Benedetti e o tempo

eu tinha lido A trégua, do Mario Benedetti, e me encantado. um pouco mais do cotidiano, e na forma de diário também uma despretenção que tira da narrativa o peso de um objetivo literário maior. a história se faz sozinha pelos caminhos do personagem-narrador que escreve o diário-livro. não se busca tão imediatamente qualquer transcendência nos acontecimentos. e está ali a história, um pouco triste, desse sujeito que se sente velho.

aí que numa promoção de uma livraria comprei um livro de contos do Benedetti: Correio do tempo. uns contos curtinhos, fui lendo aos poucos sem perceber que o livro chegava ao fim. mas tão terrível esse transformar em palavras a noção abstrata do tempo, de um inevitável. a percepção da pequeneza de tudo aquilo que é maior que nós.

E o adeus dizia: “Não suporto o mundo. Quero me encontrar. Desta vez a solidão é imprescindível. Não estou louco. Não estou delirando.
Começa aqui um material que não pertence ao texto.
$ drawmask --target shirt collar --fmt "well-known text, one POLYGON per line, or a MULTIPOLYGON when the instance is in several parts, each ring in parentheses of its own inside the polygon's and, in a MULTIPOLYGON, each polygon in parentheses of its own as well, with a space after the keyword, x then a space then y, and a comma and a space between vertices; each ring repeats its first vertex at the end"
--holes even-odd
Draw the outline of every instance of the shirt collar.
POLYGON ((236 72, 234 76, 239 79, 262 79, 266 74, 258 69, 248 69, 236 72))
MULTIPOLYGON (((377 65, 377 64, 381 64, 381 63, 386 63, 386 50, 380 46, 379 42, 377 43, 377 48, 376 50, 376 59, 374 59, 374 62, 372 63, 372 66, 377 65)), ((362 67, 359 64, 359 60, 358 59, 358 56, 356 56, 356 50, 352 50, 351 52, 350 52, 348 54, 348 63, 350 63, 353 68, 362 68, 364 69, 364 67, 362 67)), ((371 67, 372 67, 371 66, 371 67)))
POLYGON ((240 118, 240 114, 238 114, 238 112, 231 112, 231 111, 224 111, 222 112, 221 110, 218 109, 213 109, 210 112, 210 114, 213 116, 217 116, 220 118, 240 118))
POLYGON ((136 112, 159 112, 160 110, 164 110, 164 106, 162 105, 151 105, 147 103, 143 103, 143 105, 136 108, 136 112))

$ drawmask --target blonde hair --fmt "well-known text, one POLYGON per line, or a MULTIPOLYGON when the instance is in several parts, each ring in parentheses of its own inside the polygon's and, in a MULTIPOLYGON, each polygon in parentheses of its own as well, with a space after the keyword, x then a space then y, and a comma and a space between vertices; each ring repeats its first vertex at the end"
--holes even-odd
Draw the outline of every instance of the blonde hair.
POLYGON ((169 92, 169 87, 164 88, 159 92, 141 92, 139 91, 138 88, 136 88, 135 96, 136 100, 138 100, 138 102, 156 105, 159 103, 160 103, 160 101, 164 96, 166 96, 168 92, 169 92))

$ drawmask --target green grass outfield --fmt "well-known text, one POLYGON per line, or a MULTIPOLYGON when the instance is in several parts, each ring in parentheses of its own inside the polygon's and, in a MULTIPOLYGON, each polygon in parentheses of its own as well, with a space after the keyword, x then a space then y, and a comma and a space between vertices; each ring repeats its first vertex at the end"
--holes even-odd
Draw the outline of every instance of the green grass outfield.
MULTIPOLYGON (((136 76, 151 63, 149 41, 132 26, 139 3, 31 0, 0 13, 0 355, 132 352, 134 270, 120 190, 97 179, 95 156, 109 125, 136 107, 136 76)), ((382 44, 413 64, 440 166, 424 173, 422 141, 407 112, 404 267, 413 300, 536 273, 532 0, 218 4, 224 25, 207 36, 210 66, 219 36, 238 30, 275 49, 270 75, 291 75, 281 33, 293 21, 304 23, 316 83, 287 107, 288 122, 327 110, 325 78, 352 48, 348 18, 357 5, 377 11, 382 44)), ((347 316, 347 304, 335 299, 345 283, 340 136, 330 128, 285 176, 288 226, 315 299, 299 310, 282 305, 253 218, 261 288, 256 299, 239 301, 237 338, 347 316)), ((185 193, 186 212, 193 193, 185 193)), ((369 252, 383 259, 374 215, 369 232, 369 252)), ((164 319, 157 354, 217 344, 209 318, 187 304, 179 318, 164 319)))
Hoje quando você enfrentar o noticiário na televisão e vir mais negrinhos esqueléticos do Sudão, jangadas com marroquinos naufragando em Gilbraltar, índios do Amazonas empurrados para o próprio fim, cursos básicos de violência juvenil, além da desenfrada e programada destruição da natureza, e depois, no mesmo canal ou no seguinte, a arrogância dos governantes, demo ou autocráticos, dá quase na mesma, exibindo sem pudor sua fome de poder; sua indiferença pelo próximo, singular ou plural, e também os grandes salões da Bolsa, com a histeria milionária dos apostadores; quando vir tudo isso, talvez você entenda por que não suporto mais o mundo. (…)”

[Primavera dos outros]

me encanta principalmente essa linguagem que não exagera demais numa busca por precisão, como se acompanhando as incertezas e desvios de raciocínio que são nossos, que são inevitáveis, e que talvez não mereçam sumir de todo do texto escrito. é uma linguagem sem vergonha das banalidades do cotidiano, mas que não por isso faz delas uma bandeira.

Sabia que a morte é uma interminável planice cinzenta? Garanto que não voltarei a te incomodar. Isso mesmo, a morte é uma interminável planice cinzenta. Sem aleluias. Cinzenta.